I am writing an application which uses Linear Regression. In my case sklearn.linear_model.Ridge
. I have trouble bringing my datapoint I like to predict in the correct shape for Ridge
. I briefly describe my two applications and how the problem turns up:
1RST APPLICATION:
My datapoints have just 1 feature each, which are all Strings, so I am using One-Hot-Encoding to be able to use them with Ridge
. After that, the datapoints (X_hotEncoded
) have 9 features each:
import pandas as pd
X_hotEncoded = pd.get_dummies(X)
After fitting Ridge
to X_hotEncoded
and labels y
I save the trained model with:
from sklearn.externals import joblib
joblib.dump(ridge, "ridge.pkl")
2ND APPLICATION:
Now that I have a trained model saved on disk, I like to retrieve it in my 2nd application and predict y
(Label) for just one datapoint.

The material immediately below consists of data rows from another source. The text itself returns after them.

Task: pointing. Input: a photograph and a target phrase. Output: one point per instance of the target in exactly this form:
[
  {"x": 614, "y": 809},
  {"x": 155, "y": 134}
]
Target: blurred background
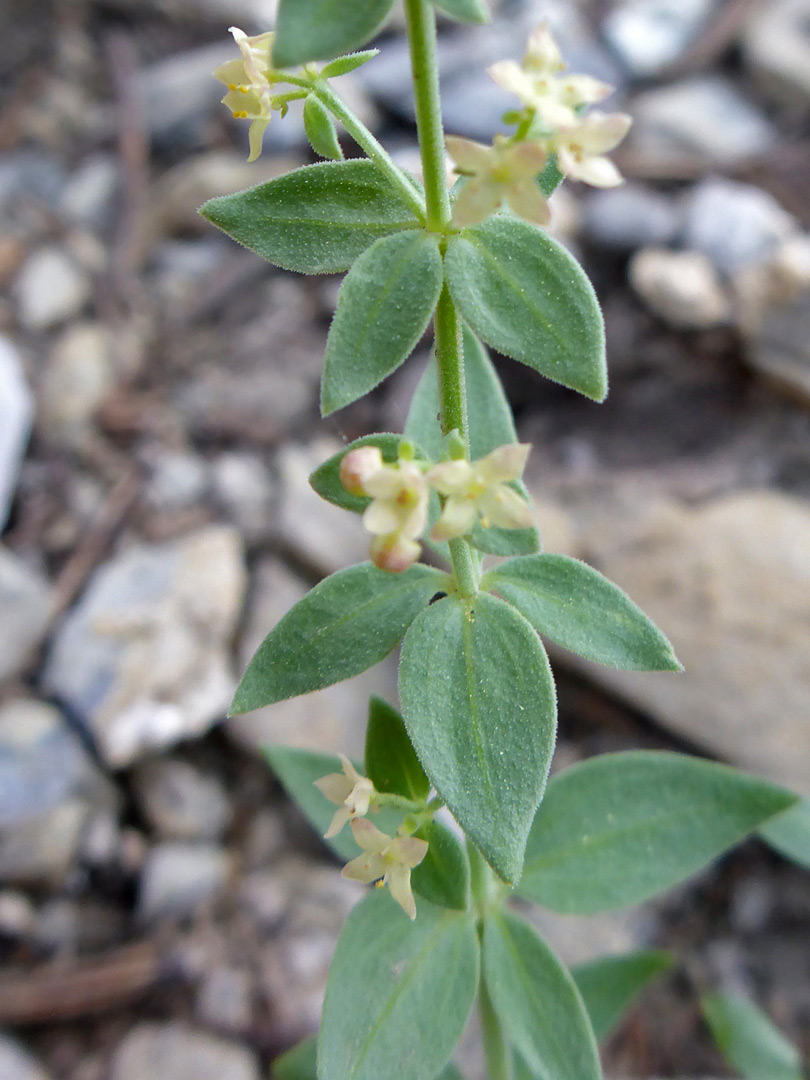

That's where I encounter above mentioned problem:
# X = one datapoint I like to predict y for
ridge= joblib.load("ridge.pkl")
X_hotEncoded = pd.get_dummies(X)
ridge.predict(X_hotEncoded) # this should give me the prediction
This gives me the following Error in the last line of code:
ValueError: shapes (1,1) and (9,) not aligned: 1 (dim 1) != 9 (dim 0)
Ridge
was trained with 9 features because of the use of One-Hot-Encoding I used on all the datapoints. Now, when I like to predict just one datapoint (with just 1 feature) I have trouble bringing this datapoint in the correct shape for Ridge to be able to handle it. One-Hot-Encoding has no affect on jsut one datapoint with just one feature.
Does anybody know a neat solution to this problem?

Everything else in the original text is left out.